O baque da cruz
Raymundo peregrina com a imagem de Nossa Senhora e reza o Rosário em Pitangui e Brumado. Durante as orações, participa misticamente de um momento do Calvário, quando o Cristo deixa cair a cruz. “Escutei um baque surdo, de madeira, parecendo um tronco que tivesse caído ao chão e um longo gemido: ‘Eli… Eli…’”
17 de julho de 1993
Fomos convidados, eu e os Missionários do Coração Imaculado, a levar a imagem de Nossa Senhora a Pitangui e, em seguida, a Brumado, num sábado ensolarado e bonito do dia 17 deste mês, oportunidade em que rezaríamos o Rosário e divulgaríamos as mensagens.
Após termos rezado dois Terços, um na Matriz do Pilar e outro na Capela do Asilo, fomos a Brumado para completar o Rosário. Eu dirigia a oração comtemplando os mistérios gozosos, conforme pedido de Nossa Senhora, embora no segundo Terço tivesse deixado às pessoas a liberdade da escolha, que em todo caso recaiu sobre os mesmos mistérios.
Na entrada de Brumado, comecei a ouvir uma música leve e suave, e tive a nítida impressão de que era cantada por milhares de vozes. A melodia era estranha e as palavras desconhecidas. Comecei a ficar perturbado com aquilo. Ao descer do ônibus, diversas pessoas nos esperavam cantando, e eu continuava ouvindo aquele coral distante, mas bem perceptível aos meus ouvidos. Pensei que talvez fosse produto do cansaço, e fiquei firme, sem dizer nada a ninguém.
Ao entrar na igreja dedicada a São Gonçalo, dirigi-me ao Santíssimo. Ajoelhei-me pedindo a bênção para começarmos o último Terço do dia. Neste momento, inexplicavelmente, escutei nítida e forte uma voz masculina e dócil:
– Sofro com você.
Eu, quase descontrolado, levantei-me para dar início à cerimônia, dividido entre o canto das pessoas e o maravilhoso coral que escutava claro e límpido. Desconcertado, dirigi-me às pessoas dizendo, sem pensar, que meditaríamos os mistérios dolorosos. Por quê, se Nossa Senhora havia pedido para meditarmos neste mês os mistérios gozosos? Imaginei depois que esta era a vontade dela para aquele momento tão especial.

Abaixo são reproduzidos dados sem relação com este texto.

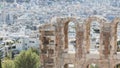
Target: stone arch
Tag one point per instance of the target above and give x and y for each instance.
(87, 23)
(114, 33)
(115, 64)
(66, 29)
(92, 62)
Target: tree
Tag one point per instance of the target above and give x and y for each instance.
(8, 64)
(27, 59)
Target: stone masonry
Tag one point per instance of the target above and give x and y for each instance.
(54, 43)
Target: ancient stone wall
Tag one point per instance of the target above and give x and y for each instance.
(60, 58)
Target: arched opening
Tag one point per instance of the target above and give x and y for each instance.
(69, 66)
(71, 37)
(117, 66)
(94, 37)
(118, 37)
(92, 65)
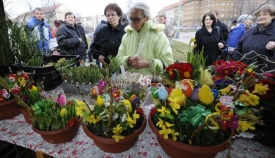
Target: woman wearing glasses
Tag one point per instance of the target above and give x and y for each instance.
(209, 40)
(108, 38)
(144, 46)
(260, 39)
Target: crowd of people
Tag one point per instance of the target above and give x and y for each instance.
(241, 42)
(116, 37)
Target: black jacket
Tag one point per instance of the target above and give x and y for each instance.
(210, 43)
(107, 41)
(224, 29)
(68, 40)
(256, 40)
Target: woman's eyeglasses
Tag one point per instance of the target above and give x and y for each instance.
(111, 15)
(136, 20)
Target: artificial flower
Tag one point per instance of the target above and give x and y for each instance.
(93, 119)
(165, 132)
(63, 112)
(174, 134)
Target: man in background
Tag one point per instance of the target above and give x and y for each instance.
(102, 24)
(40, 30)
(168, 31)
(222, 25)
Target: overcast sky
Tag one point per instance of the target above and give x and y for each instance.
(83, 7)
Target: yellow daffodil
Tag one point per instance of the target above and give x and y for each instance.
(63, 112)
(260, 89)
(226, 90)
(93, 119)
(100, 100)
(135, 117)
(21, 81)
(33, 89)
(253, 99)
(165, 132)
(244, 99)
(128, 104)
(163, 111)
(160, 123)
(130, 121)
(167, 124)
(174, 134)
(174, 104)
(244, 126)
(117, 137)
(81, 109)
(118, 129)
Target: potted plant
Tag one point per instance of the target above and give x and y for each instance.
(115, 121)
(8, 105)
(82, 77)
(55, 119)
(20, 85)
(194, 117)
(16, 46)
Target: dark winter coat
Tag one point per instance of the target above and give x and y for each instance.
(256, 40)
(107, 41)
(68, 40)
(224, 29)
(41, 31)
(210, 43)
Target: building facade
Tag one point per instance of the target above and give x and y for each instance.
(192, 11)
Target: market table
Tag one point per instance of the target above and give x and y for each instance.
(18, 132)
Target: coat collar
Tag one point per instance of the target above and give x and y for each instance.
(268, 30)
(149, 25)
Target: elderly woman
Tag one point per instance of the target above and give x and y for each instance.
(144, 46)
(244, 22)
(209, 39)
(70, 39)
(260, 39)
(108, 38)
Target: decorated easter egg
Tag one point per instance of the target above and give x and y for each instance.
(187, 89)
(170, 89)
(215, 93)
(94, 91)
(194, 95)
(163, 94)
(154, 93)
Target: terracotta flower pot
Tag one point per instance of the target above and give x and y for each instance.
(59, 136)
(27, 116)
(178, 150)
(8, 109)
(109, 144)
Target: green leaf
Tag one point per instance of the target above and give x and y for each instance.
(171, 117)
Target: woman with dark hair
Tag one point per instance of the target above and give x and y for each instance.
(209, 39)
(260, 39)
(144, 47)
(108, 38)
(70, 39)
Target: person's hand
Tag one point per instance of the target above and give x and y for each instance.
(101, 59)
(220, 45)
(270, 45)
(137, 62)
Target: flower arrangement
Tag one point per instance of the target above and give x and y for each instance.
(20, 84)
(54, 113)
(193, 110)
(116, 113)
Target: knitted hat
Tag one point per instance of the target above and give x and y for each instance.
(243, 17)
(57, 23)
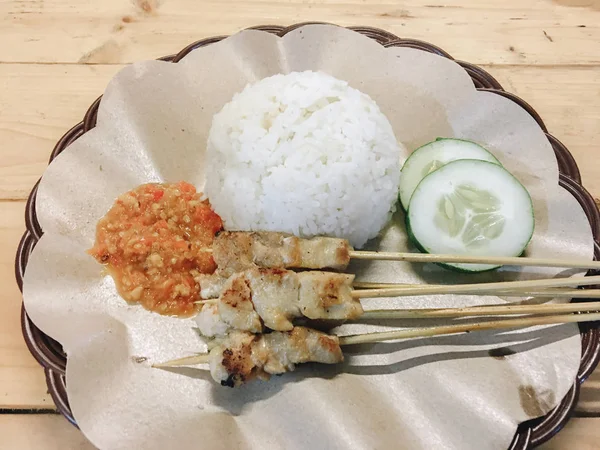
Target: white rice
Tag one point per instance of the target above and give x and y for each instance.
(306, 154)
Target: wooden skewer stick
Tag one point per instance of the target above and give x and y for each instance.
(202, 358)
(541, 293)
(477, 288)
(468, 259)
(492, 310)
(455, 329)
(199, 358)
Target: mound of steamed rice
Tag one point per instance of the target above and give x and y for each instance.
(306, 154)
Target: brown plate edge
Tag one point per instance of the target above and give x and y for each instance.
(530, 434)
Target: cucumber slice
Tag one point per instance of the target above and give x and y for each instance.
(471, 207)
(434, 155)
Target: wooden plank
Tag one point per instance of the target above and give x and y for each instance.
(37, 431)
(41, 102)
(22, 382)
(568, 100)
(53, 432)
(488, 31)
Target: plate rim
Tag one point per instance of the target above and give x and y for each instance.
(529, 434)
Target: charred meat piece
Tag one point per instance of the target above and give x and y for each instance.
(242, 356)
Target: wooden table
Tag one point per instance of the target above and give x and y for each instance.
(57, 56)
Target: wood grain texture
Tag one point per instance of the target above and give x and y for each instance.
(43, 431)
(62, 53)
(485, 31)
(41, 102)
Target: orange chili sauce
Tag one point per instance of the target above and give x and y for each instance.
(153, 242)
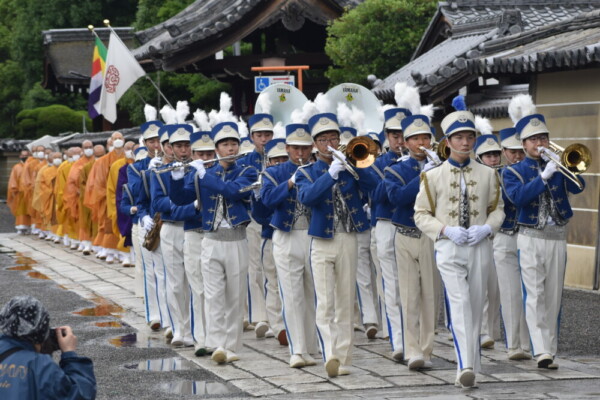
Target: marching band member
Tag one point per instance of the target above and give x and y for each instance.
(507, 263)
(382, 210)
(541, 197)
(177, 289)
(487, 152)
(224, 247)
(261, 132)
(337, 214)
(290, 246)
(459, 207)
(414, 250)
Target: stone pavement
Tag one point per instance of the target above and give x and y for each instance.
(263, 367)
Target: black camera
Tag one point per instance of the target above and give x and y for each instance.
(50, 345)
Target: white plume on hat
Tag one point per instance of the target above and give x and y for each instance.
(264, 102)
(520, 106)
(483, 125)
(150, 112)
(242, 128)
(407, 97)
(182, 110)
(201, 119)
(168, 114)
(279, 131)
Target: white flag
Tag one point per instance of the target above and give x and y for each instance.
(122, 70)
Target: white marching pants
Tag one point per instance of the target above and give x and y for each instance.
(385, 232)
(139, 267)
(490, 324)
(192, 259)
(224, 270)
(255, 306)
(333, 263)
(378, 282)
(464, 271)
(511, 295)
(543, 264)
(271, 287)
(177, 286)
(417, 294)
(364, 285)
(291, 255)
(154, 283)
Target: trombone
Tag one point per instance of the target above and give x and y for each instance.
(573, 160)
(360, 152)
(186, 164)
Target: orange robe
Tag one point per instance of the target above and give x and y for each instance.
(14, 197)
(111, 199)
(43, 200)
(95, 197)
(88, 228)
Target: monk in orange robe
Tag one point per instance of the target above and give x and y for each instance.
(95, 196)
(88, 226)
(111, 202)
(43, 199)
(14, 197)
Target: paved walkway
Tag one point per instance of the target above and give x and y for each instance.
(263, 367)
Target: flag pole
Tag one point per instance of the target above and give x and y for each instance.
(107, 23)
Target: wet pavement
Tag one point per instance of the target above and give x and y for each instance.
(133, 362)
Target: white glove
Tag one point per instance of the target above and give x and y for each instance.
(335, 168)
(155, 163)
(457, 234)
(179, 172)
(337, 153)
(549, 170)
(147, 223)
(199, 165)
(477, 233)
(429, 165)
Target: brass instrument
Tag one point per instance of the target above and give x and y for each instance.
(360, 152)
(186, 164)
(573, 160)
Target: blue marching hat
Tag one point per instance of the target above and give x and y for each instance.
(275, 148)
(260, 122)
(416, 125)
(324, 122)
(298, 134)
(179, 133)
(150, 129)
(485, 144)
(201, 141)
(459, 120)
(225, 130)
(508, 139)
(393, 118)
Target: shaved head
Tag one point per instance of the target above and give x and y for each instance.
(99, 150)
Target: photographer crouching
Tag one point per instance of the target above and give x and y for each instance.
(27, 373)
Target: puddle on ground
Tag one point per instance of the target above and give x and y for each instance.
(20, 268)
(194, 387)
(109, 324)
(103, 309)
(138, 340)
(163, 365)
(37, 275)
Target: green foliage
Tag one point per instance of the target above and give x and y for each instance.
(37, 122)
(377, 37)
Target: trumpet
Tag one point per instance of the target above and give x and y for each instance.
(573, 160)
(186, 164)
(360, 152)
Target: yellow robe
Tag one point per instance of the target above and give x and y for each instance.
(43, 200)
(14, 197)
(111, 199)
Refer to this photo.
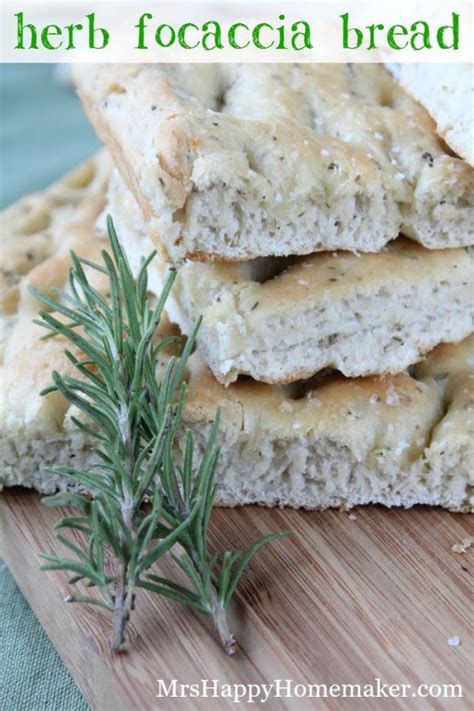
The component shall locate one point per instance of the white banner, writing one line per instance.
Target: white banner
(325, 31)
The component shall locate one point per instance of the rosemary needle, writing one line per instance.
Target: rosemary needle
(142, 499)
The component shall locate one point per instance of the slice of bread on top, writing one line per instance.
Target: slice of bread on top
(236, 161)
(279, 320)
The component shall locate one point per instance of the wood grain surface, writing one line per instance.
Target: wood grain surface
(342, 601)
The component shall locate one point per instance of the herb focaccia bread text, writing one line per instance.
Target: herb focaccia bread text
(240, 161)
(327, 442)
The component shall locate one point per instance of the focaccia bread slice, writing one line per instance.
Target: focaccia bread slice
(330, 441)
(279, 320)
(236, 161)
(49, 223)
(447, 93)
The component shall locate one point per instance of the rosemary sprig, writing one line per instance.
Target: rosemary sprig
(141, 501)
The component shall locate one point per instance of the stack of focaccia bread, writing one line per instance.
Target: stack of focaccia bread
(320, 227)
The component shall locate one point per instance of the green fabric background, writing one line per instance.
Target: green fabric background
(43, 133)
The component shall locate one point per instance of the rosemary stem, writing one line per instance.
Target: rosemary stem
(121, 611)
(218, 613)
(219, 617)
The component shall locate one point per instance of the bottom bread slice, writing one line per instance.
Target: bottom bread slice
(330, 441)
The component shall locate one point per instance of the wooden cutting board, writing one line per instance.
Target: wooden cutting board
(343, 601)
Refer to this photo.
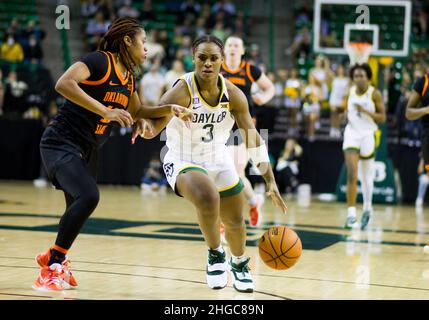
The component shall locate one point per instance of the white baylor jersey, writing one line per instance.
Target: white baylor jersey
(358, 121)
(209, 131)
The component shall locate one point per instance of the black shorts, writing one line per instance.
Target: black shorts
(425, 150)
(57, 151)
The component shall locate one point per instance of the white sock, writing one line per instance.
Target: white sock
(423, 184)
(351, 212)
(253, 201)
(239, 259)
(220, 249)
(367, 182)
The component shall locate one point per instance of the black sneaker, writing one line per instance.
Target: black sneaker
(350, 223)
(241, 276)
(366, 215)
(217, 277)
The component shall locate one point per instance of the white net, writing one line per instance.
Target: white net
(359, 52)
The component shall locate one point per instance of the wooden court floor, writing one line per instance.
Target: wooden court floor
(150, 247)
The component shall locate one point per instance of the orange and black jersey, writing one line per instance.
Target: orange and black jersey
(243, 77)
(81, 127)
(422, 88)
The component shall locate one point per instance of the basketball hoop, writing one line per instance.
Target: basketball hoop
(359, 52)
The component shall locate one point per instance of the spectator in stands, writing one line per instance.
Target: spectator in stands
(176, 71)
(153, 180)
(200, 27)
(279, 86)
(301, 45)
(311, 95)
(89, 8)
(220, 31)
(147, 13)
(411, 130)
(337, 102)
(126, 10)
(255, 55)
(15, 30)
(152, 85)
(35, 31)
(96, 28)
(33, 50)
(423, 184)
(11, 50)
(287, 168)
(224, 6)
(15, 94)
(155, 51)
(186, 58)
(190, 8)
(293, 100)
(240, 25)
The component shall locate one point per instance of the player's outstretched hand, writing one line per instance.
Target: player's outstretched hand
(143, 128)
(182, 113)
(277, 199)
(121, 116)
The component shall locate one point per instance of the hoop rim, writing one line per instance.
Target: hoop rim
(360, 45)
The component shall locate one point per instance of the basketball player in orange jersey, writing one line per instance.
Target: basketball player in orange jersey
(99, 92)
(198, 167)
(243, 74)
(418, 108)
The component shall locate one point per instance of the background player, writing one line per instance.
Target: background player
(99, 91)
(365, 108)
(243, 74)
(196, 164)
(418, 108)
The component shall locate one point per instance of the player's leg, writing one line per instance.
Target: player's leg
(425, 154)
(351, 145)
(366, 168)
(82, 196)
(197, 187)
(231, 213)
(351, 157)
(241, 158)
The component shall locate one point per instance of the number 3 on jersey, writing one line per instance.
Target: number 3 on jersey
(209, 136)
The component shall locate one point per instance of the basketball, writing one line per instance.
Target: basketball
(280, 247)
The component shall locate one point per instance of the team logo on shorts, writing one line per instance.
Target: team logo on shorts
(169, 169)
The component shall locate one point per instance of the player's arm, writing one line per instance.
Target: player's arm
(177, 95)
(257, 149)
(68, 86)
(379, 115)
(413, 112)
(267, 88)
(139, 111)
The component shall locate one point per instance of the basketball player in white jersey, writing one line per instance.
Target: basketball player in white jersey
(199, 168)
(365, 108)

Eu tentava controlar a situação, mas estava cada vez mais difícil, porque a todo momento eu me distanciava de tudo aquilo, das pessoas, da igreja, dos cantos, dos comentários etc. Ao terminar o segundo mistério, por instantes tudo se apagou parcialmente na minha mente. Eu estava vendo coisas duplas, pessoas na minha frente e, ao mesmo tempo, um local estranho. Uma pequena rua, estreita e quase em ladeira. O calçamento com pedras grandes, deixando de vez em quando transparecer degraus e desníveis, e eu, com medo de escorregar nas pedras, procurava andar devagar. As paredes das casas eram também alicerçadas em grandes pedras, onde, das trincas e orifícios, brotavam musgo e vegetação pequena.
De repente, comecei a escutar centenas de vozes falando e gritando, parecia uma turba nervosa vindo na minha direção naquela rua estreita, e eu, sem poder me esconder ou desviar, me via desprotegido e apavorado. As pessoas passavam por mim gritando numa língua estranha e sem sentido. Umas choravam, outras riam, outras falavam, falavam sem parar. Elas traspassavam-me, mas eu não sentia seus corpos. Nenhum impacto ou atrito era perceptível, elas apenas passavam. Em dado momento, numa fração de segundo, escutei um baque surdo, de madeira, parecendo um tronco que tivesse caído ao chão e um longo gemido:
– Eli… Eli…
Foi uma sensação horrível e desesperadora. Eu não via nada, mas estava sentindo na pele o sofrimento de alguém que não sabia quem era. A multidão por instantes ficou estática e muda, e passei a escutar apenas os gemidos e o esforço daquela pessoa para continuar a terrível caminhada.
Pouco depois tudo recomeçou. As pessoas passaram por mim, e eu as perdi de vista e me vi de novo sozinho naquela rua estreita.
Quando tudo terminou, estava de volta à igreja completamente descontrolado, tentando de toda forma meditar os mistérios do Terço e não deixar ninguém perceber o que estava acontecendo. Quando a cerimônia terminou, eu, cansado, com dor de cabeça e com uma sede enorme, apenas consegui falar:
– Por favor, me deixem sentar um pouco e me arranjem um pouco de água.
Referência: LOPES, Raymundo. O baque da cruz. In: LEMBI, Francisco (Org.). Diálogos com o infinito. Belo Horizonte: Sim, 2007. p. 45-46.